Comme souvent cela a été mieux dès que j’ai repris le travail. C’est la perspective de reprise qui est difficile plus que la reprise elle-même. Je le sais, j’y suis habitué et pourtant chaque fois j’en subis l’effet alors que je voudrais m’en défendre. Bien des veilles de retour, bien des dimanches même sont ainsi colorés négativement. Ensuite je suis repris dans l’action, je me pose moins de questions, j’anime une réunion, je discute avec des collègues, j’aide des consultants, dans tout cela il y a de la vie, heureusement, il n’y a pas que l’ennui et la lassitude, il n’y a pas que la langue de bois et les pesanteurs administratives…

Le soir j’ai refait un grand tour de diaristes avec plaisir et sans trop le sentiment de me perdre et de m’abandonner à un zapping par trop frustrant, je n’ai pas trop bloglandé comme dirait Alain.

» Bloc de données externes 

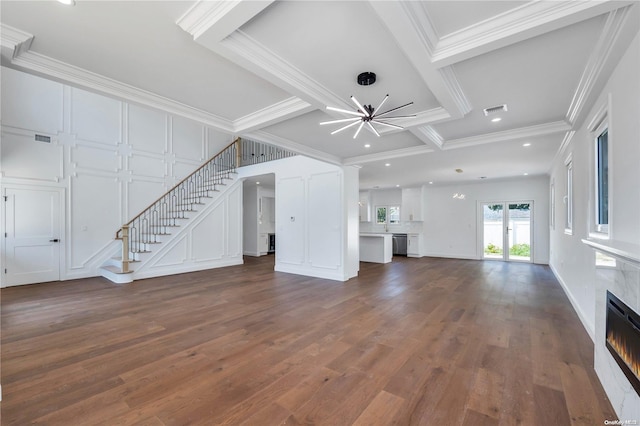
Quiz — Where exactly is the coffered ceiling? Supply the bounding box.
[0,0,640,188]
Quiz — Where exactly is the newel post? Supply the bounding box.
[235,138,242,168]
[122,225,129,274]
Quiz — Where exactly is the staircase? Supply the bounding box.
[100,138,296,283]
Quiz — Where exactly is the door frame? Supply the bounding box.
[0,183,68,288]
[476,199,535,263]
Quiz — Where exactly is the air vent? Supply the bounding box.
[483,104,507,117]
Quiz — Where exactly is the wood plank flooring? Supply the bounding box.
[0,256,616,426]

J’ai refait le tour de mes favoris du moment, les favoris bougent, on ne peut pas tout lire, alors selon les moments certains s’imposent plus et d’autres passent un peu à la trappe, mais je garde un œil tout de même, je fais un petit saut de puce diagonal, je jette un œil, je vois si une entrée m’accroche, bref je ne les oublie pas…

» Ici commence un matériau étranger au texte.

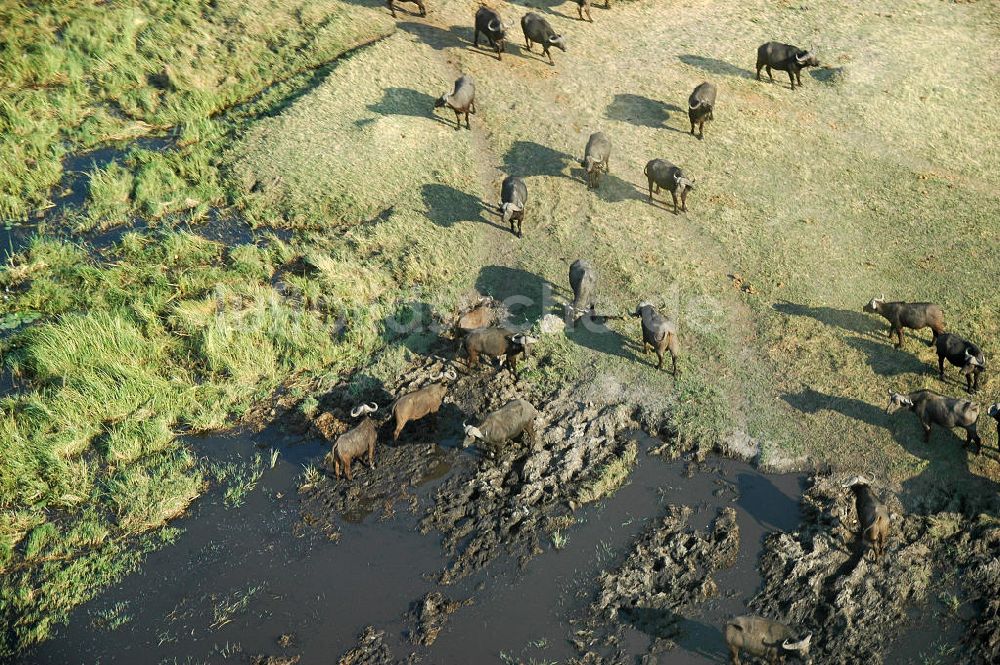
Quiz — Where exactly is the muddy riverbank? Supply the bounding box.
[24,418,801,663]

Certaines pages ont particulièrement fait échos. Chez Alain d’abord (entrée du 22/10), cette notion d’élan vital, oui, je crois que c’est essentiel, tous les volontarismes, toutes les techniques plus ou moins sophistiquées élaborées par les psy de tout acabit, par les gourous divers, par les marchands de bonheur à la mode se heurtent foncièrement à cela. Est-il là l’élan vital ? Peut-être faut-il aller gratter très, très au fond, là où ça fait mal, pour le débusquer, il ne suffit pas de prothèses comportementales. Je sais qu’il me manque souvent. Peut-être me manque-t-il en ligne de fond de la vie, c’est ce qui fait que je n’ai jamais su faire les choix difficiles, je n’ai jamais osé, je ne me suis jamais senti assez porté en avant pour prendre le risque de ruptures radicales, dans ma vie affective (je ne parle pas que de mes relations de couple), dans ma vie professionnelle et sociale. Je n’ai jamais osé par exemple rompre avec ma vie de fonctionnaire alors que j’ai passé quinze ans à me dire que je devrais. J’ai trouvé mes compromis, mes compensations, tout ça a fonctionné et fonctionne encore, cahin-caha, sans déprime ou crise majeure mais j’ai tout de même le sentiment d’être à la limite basse, d’être en sous-régime, avec de l’élan vital certes mais un élan vital, un peu mou, un peu terne, un peu gris…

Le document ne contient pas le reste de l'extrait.